19 luglio 1992: in via D’Amelio, a Palermo, Cosa Nostra colpisce ancora. A morire è il giudice Paolo Borsellino e cinque agenti della sua scorta. Ma a sopravvivere è la sete di giustizia.
Sono le 16:58 del 19 luglio 1992 quando una Fiat 126 imbottita di tritolo esplode in via D’Amelio, a Palermo, uccidendo il giudice Paolo Borsellino e cinque agenti della sua scorta: Emanuela Loi, Agostino Catalano, Vincenzo Li Muli, Walter Eddie Cosina e Claudio Traina. Borsellino si stava recando a trovare sua madre. In quei pochi istanti, lo Stato viene colpito al cuore per la seconda volta in meno di due mesi. Era il 23 maggio quando Giovanni Falcone, amico fraterno e collega di Borsellino, era stato assassinato sull’autostrada Palermo-Capaci.
Borsellino sapeva. Sapeva di essere un bersaglio. Sapeva che il tempo era poco. Eppure non si è mai fermato. “Ho fiducia nel lavoro che faccio. E anche se so che posso morire da un momento all’altro, continuo”, diceva. Dopo Capaci, aveva fretta. Aveva urgenza di fare chiarezza, di portare avanti le indagini, di dare un volto e un nome ai mandanti.
Ma la verità su via D’Amelio è ancora oggi parziale, dolorosa, complessa. Depistaggi, misteri, omissioni: il cosiddetto “dossier mafia-appalti” che Borsellino stava approfondendo è scomparso. Le indagini sono state manipolate, e solo anni dopo si è iniziato a ricostruire il mosaico. Intanto, la memoria dei servitori dello Stato è diventata un punto fermo per le nuove generazioni.

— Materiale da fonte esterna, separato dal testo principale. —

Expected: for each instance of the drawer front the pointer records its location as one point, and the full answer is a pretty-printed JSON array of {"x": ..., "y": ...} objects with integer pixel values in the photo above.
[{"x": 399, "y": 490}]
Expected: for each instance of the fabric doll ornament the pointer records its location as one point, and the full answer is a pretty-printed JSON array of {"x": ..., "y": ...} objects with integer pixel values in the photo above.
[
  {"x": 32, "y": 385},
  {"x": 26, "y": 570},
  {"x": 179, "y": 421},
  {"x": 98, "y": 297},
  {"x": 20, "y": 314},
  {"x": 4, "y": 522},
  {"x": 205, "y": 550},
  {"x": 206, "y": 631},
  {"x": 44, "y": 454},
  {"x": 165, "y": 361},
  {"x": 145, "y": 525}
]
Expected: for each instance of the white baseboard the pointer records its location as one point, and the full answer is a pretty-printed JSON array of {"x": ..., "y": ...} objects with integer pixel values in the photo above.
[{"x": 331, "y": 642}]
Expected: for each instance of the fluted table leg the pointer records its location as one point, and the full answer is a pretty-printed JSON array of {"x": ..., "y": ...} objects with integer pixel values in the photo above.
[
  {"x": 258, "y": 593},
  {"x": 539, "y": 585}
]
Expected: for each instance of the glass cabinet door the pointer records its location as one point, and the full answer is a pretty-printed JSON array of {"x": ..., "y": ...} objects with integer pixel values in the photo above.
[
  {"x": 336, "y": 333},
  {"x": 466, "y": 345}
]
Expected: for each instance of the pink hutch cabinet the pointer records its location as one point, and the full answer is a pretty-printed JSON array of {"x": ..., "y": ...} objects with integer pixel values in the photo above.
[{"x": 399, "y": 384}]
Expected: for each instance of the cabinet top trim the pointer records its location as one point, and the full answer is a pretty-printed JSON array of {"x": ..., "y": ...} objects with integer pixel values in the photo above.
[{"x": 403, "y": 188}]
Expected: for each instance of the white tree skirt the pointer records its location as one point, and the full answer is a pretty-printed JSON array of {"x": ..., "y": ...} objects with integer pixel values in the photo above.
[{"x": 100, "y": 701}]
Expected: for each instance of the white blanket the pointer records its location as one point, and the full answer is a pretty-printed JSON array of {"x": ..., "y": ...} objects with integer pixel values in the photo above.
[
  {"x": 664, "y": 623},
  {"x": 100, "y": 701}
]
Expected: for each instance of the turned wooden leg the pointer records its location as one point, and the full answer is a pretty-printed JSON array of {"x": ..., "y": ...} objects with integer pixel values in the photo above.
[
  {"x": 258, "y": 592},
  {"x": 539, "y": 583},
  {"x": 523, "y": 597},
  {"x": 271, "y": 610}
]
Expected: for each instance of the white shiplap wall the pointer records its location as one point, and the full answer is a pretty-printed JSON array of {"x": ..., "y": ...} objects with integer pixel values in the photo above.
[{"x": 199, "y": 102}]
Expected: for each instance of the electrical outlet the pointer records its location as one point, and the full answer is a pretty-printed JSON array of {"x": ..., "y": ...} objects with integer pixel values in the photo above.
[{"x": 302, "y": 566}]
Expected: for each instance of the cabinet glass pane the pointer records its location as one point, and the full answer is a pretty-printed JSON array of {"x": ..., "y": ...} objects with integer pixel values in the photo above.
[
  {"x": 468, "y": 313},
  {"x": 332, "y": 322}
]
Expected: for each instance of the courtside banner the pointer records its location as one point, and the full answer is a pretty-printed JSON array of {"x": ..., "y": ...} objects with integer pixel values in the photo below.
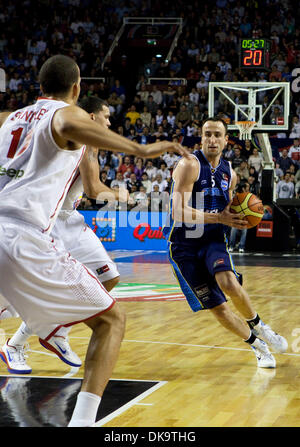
[
  {"x": 122, "y": 230},
  {"x": 264, "y": 229}
]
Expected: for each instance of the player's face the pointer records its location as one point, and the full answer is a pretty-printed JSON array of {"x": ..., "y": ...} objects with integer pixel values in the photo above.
[
  {"x": 213, "y": 139},
  {"x": 102, "y": 117}
]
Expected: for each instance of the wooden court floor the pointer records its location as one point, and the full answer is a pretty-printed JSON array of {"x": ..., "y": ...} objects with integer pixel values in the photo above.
[{"x": 203, "y": 375}]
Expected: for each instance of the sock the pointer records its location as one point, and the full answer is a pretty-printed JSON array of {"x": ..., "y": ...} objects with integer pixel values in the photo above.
[
  {"x": 63, "y": 332},
  {"x": 21, "y": 336},
  {"x": 251, "y": 339},
  {"x": 253, "y": 322},
  {"x": 85, "y": 411}
]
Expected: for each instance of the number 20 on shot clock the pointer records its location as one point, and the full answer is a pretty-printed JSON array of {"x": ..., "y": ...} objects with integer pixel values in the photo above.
[{"x": 255, "y": 54}]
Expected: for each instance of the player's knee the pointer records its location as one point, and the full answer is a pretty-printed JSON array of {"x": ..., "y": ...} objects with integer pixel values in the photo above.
[
  {"x": 228, "y": 283},
  {"x": 113, "y": 321},
  {"x": 222, "y": 312},
  {"x": 117, "y": 319}
]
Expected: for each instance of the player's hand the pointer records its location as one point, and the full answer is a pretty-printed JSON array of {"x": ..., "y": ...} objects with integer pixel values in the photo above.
[
  {"x": 231, "y": 219},
  {"x": 122, "y": 194},
  {"x": 156, "y": 149}
]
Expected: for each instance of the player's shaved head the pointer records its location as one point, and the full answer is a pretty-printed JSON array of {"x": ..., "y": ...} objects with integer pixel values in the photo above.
[{"x": 58, "y": 74}]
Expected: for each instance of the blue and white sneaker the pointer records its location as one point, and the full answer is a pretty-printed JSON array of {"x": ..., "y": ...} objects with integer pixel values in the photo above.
[
  {"x": 14, "y": 357},
  {"x": 274, "y": 340},
  {"x": 60, "y": 346},
  {"x": 264, "y": 357}
]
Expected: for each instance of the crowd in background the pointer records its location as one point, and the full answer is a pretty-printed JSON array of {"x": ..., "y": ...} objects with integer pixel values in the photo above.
[{"x": 207, "y": 50}]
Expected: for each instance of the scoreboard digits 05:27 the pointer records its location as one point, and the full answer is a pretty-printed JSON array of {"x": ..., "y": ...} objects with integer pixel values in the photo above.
[{"x": 255, "y": 53}]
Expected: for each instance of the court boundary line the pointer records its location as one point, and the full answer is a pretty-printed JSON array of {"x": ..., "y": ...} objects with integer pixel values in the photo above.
[{"x": 129, "y": 404}]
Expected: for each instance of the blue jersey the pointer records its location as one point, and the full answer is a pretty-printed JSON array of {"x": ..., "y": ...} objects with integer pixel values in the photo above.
[{"x": 211, "y": 195}]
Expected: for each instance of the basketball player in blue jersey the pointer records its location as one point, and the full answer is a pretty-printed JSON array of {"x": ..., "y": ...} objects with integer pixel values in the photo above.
[{"x": 200, "y": 200}]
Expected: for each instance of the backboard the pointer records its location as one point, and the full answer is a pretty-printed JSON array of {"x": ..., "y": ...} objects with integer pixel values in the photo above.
[{"x": 266, "y": 103}]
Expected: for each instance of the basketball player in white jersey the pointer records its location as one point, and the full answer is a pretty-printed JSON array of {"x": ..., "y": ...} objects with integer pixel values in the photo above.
[
  {"x": 79, "y": 240},
  {"x": 39, "y": 278}
]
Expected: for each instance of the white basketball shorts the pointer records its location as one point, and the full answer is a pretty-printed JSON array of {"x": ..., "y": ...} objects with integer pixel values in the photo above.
[
  {"x": 46, "y": 285},
  {"x": 82, "y": 243}
]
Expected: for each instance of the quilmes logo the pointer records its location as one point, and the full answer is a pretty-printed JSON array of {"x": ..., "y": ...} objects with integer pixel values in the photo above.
[
  {"x": 12, "y": 173},
  {"x": 144, "y": 230}
]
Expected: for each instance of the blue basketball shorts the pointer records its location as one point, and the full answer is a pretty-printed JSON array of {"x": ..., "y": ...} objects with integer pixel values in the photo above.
[{"x": 195, "y": 268}]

A trentatré anni dalla strage, la figura di Paolo Borsellino continua a interrogare la coscienza del Paese: quanto siamo disposti a difendere la legalità? Quanto costa davvero la giustizia? E cosa significa oggi non voltarsi dall’altra parte?
Ogni 19 luglio, via D’Amelio si riempie di persone. Non solo per commemorare, ma per ricordare che la mafia si combatte ogni giorno, con le scelte, con l’etica, con la cultura. E che Borsellino non è morto invano, se continueremo a camminare nella sua stessa direzione.